I am trying to run Spark2 jobs in Altus, using 5.12, secure cluster and configured SDX.
I am trying to submit Hive queries using:
If I enable SDX and submit a spark2 job the job is successful but it uses a local derby hive metastore since it does not pick up the hive-site:
2018-11-12 12:46:44,175 [Driver] INFO org.apache.spark.sql.hive.client.HiveClientImpl - Warehouse location for Hive client (version 1.1.0) is file:/data0/yarn/usercache/altus/appcache/application_1542020573202_0008/container_1542020573202_0008_01_000001/spark-warehouse 2018-11-12 12:46:54,468 [Driver] INFO org.apache.hadoop.hive.metastore.MetaStoreDirectSql - Using direct SQL, underlying DB is DERBY
Printing out the hadoop configuration for the job I see:
Configuration: core-default.xml, core-site.xml, yarn-default.xml, yarn-site.xml, mapred-default.xml, mapred-site.xml, hdfs-default.xml, hdfs-site.xml
It seems like the Oozie Spark action isn't adding the hive-site.xml.

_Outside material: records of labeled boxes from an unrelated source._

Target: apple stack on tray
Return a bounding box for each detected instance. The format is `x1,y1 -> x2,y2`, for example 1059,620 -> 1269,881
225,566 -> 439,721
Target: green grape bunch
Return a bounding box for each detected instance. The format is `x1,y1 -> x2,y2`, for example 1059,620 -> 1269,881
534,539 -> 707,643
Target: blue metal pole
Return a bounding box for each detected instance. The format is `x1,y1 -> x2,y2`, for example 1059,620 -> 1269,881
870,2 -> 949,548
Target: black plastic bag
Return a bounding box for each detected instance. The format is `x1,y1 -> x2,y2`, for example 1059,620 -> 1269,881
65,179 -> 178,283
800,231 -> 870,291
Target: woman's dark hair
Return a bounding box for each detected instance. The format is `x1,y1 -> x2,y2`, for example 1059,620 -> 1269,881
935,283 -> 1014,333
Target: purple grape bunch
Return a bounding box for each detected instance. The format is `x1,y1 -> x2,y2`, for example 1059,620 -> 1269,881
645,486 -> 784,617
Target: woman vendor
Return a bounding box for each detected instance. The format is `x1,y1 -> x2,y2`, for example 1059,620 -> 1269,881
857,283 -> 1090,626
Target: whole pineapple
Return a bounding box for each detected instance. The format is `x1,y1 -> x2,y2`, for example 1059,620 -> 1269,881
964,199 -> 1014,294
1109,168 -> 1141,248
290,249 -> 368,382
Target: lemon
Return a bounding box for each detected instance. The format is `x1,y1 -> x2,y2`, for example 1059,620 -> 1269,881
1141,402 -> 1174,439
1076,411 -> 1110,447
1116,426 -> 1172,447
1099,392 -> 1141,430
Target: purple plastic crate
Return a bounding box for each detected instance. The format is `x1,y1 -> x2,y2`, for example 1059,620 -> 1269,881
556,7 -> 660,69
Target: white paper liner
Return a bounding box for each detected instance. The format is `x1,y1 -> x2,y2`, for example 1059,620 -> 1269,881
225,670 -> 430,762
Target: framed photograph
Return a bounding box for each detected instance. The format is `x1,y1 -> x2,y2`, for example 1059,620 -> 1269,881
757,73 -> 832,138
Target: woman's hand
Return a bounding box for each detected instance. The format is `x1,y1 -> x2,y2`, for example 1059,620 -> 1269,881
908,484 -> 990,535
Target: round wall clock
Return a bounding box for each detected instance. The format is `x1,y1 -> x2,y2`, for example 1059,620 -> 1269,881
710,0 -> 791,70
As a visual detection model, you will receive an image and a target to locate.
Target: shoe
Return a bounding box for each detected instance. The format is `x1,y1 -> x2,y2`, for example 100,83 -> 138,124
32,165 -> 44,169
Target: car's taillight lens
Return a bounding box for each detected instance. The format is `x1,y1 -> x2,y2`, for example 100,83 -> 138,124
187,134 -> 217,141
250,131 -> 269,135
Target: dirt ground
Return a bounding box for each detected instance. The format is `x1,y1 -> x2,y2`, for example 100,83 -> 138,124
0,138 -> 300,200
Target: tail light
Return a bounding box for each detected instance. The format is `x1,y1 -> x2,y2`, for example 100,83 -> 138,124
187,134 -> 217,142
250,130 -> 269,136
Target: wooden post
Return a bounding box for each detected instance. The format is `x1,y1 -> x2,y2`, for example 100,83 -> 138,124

So I added the hive-site using --files in the Altus configuration. This picked up the metastore configuration, but it fails on kerberso tgt:
2018-11-12 14:34:12,372 [Driver] INFO hive.metastore - Trying to connect to metastore with URI thrift://xxxxxxxxxxxxxxx:9083 2018-11-12 14:34:12,406 [Driver] ERROR org.apache.thrift.transport.TSaslTransport - SASL negotiation failure javax.security.sasl.SaslException: GSS initiate failed [Caused by GSSException: No valid credentials provided (Mechanism level: Failed to find any Kerberos tgt)] at com.sun.security.sasl.gsskerb.GssKrb5Client.evaluateChallenge(GssKrb5Client.java:211) at org.apache.thrift.transport.TSaslClientTransport.handleSaslStartMessage(TSaslClientTransport.java:94) at org.apache.thrift.transport.TSaslTransport.open(TSaslTransport.java:271) at org.apache.thrift.transport.TSaslClientTransport.open(TSaslClientTransport.java:37) at org.apache.hadoop.hive.thrift.client.TUGIAssumingTransport$1.run(TUGIAssumingTransport.java:52)
I did see spark.yarn.security.tokens.hive.enabled=false in the job logs by default, so i tried to set this to true but I still get the same Kerberos tgt error.
I managed to get open a spark2-shell on one of the nodes and proxy as the altus user and I was able to submit Hive queries to the correct metastore without issues, so this looks like a Oozie+Spark2 configuration problem.
So, is there a way to use Spark2 with SDX and Altus to submit Hive queries? Is the configuration steps anywhere in the documentation?